XA Transaction Support is expected on this release ( do not be confused as XA Transactions are supported by MariaDB Server but not on Galera Cluster) but due to some reasons it's delayed and shall be expected on the next MariaDB Cluster 10.6 release.

MariaDB Cluster For High Availability

The MariaDB Cluster is basically a Galera Cluster that uses the MariaDB implementation as the database layer to interface with Innodb or XtraDB engine. MariaDB Galera Cluster is a virtually synchronous multi-master cluster for MariaDB. It is available on Linux only, and only supports the XtraDB/InnoDB storage engines (although there is experimental support for MyISAM - see the wsrep_replicate_myisam system variable). When Galera Cluster is in use, database reads and writes can be directed to any node. Any individual node can be lost without interruption in operations and without using complex failover procedures.

With Galera's nature adapted within MariaDB Cluster, it's basically a high availability solution with synchronous replication, failover, and resynchronization. It brings the benefits of no data loss, no slave lag, read and write scalability, and does high availability on different data centers.

Deploying MariaDB Cluster 10.5

MariaDB provides a very straightforward and easy setup for installing your MariaDB Cluster 10.5. The manual process can be tedious but with automated scripts provided by MariaDB, repositories can be setup in accordance to your target database version, OS type, and OS version.

For this exercise, I have the following 3-node Galera Cluster setup with the following IP addresses: 192.168.40.210, 192.168.40.220, 192.168.40.230.

Setup Your Repository

As mentioned earlier, MariaDB has a script named mariadb_repo_setup. It's very straightforward and easy to use. You can specify the target version of your database, the OS type, and the version of your OS.

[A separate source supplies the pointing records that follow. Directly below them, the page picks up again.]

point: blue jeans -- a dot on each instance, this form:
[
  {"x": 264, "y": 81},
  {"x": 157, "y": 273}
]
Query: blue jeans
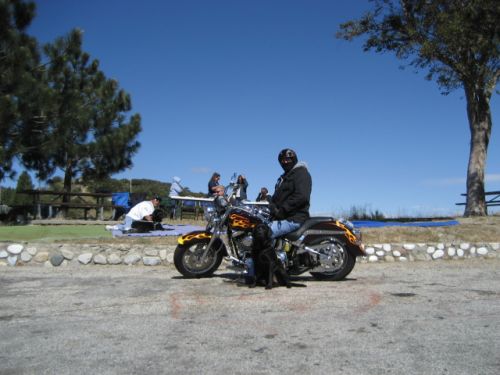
[{"x": 283, "y": 227}]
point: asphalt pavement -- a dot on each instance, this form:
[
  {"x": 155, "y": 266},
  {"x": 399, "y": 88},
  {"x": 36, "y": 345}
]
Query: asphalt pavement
[{"x": 438, "y": 317}]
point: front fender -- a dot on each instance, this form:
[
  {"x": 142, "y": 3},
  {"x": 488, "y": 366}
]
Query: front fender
[{"x": 192, "y": 237}]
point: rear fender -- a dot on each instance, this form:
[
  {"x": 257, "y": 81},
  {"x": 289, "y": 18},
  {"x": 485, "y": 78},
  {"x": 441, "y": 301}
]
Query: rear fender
[{"x": 340, "y": 231}]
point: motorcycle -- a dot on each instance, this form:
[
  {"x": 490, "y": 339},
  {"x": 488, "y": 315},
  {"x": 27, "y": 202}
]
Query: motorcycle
[{"x": 324, "y": 246}]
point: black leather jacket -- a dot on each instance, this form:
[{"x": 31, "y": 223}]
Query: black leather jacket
[{"x": 292, "y": 195}]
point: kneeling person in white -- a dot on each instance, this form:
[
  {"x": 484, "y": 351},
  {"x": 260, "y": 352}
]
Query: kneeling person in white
[{"x": 141, "y": 211}]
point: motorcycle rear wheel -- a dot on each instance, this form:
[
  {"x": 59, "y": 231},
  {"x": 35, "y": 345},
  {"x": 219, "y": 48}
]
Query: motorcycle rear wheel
[
  {"x": 188, "y": 259},
  {"x": 340, "y": 263}
]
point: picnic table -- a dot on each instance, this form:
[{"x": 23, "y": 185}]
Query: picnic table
[
  {"x": 64, "y": 200},
  {"x": 493, "y": 201}
]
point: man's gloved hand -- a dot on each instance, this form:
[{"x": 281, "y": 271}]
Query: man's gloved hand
[{"x": 276, "y": 213}]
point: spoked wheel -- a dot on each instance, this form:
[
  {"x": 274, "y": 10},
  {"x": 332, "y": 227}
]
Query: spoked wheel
[
  {"x": 189, "y": 260},
  {"x": 336, "y": 262}
]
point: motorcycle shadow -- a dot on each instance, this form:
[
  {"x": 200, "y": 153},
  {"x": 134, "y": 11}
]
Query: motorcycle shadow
[
  {"x": 232, "y": 277},
  {"x": 239, "y": 278}
]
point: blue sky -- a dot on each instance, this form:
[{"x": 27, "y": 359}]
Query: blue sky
[{"x": 224, "y": 85}]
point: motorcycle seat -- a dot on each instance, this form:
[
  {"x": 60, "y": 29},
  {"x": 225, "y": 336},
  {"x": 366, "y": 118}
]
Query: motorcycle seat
[{"x": 295, "y": 235}]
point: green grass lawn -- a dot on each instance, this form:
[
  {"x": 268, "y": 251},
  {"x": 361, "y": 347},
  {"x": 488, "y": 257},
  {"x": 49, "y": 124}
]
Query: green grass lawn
[{"x": 52, "y": 232}]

For example, I am installing using CentOS 8,

curl -LsS https://downloads.mariadb.com/MariaDB/mariadb_repo_setup |  sudo bash -s -- --mariadb-server-version="mariadb-10.5" --os-type=rhel --os-version=8

or installing it in Ubuntu Focal Fossa,

curl -LsS https://downloads.mariadb.com/MariaDB/mariadb_repo_setup |  sudo bash -s -- --mariadb-server-version="mariadb-10.5" --os-type=ubuntu --os-version=focal

Take note that when using mariadb_repo_setup script, it requires the package apt-transport-https as a dependency. So install this package first before you can take advantage of the mariadb_repo_setup script.

apt update

apt install apt-transport-https

Now, run the command to your three nodes in accordance to their OS and of course the MariaDB version has to be 10.5.

Setup MySQL Configuration

Configuration file depends on your server resources, type of server environment, and assigned IP address. For this blog, you can use this production ready MariaDB Cluster/PXC configuration setup which we used to deploy in our Percona XtraDB Cluster/MariaDB Cluster databases using ClusterControl. Notable variables that you need or subject to change are the following:

innodb_buffer_pool_size - set the buffer pool from 70% - 80% available RAM of your server
wsrep_provider - Path of the Galera compiled library. For RHEL/CentOS, the path shall be /usr/lib64/galera-4/libgalera_smm.so. Whereas Debian/Ubuntu is in /usr/lib/galera/libgalera_smm.so.
wsrep_node_address - This is the node IP address
wsrep_sst_method - either you can change it but we recommend you use mariabackup. Possible values you can choose are rsync, mysqldump, xtrabackup, xtrabackup-v2, mariabackup.
wsrep_cluster_name - The name of your MariaDB Cluster. It has to be identical to all your nodes in a single MariaDB Cluster.
wsrep_cluster_address - This contains the addresses of your nodes within the cluster. It has to be a valid IP, hostname, or FQDN.
wsrep_node_name - The name of your node. The name can be used in wsrep_sst_donor as a preferred donor. Note that multiple nodes in a cluster can have the same name.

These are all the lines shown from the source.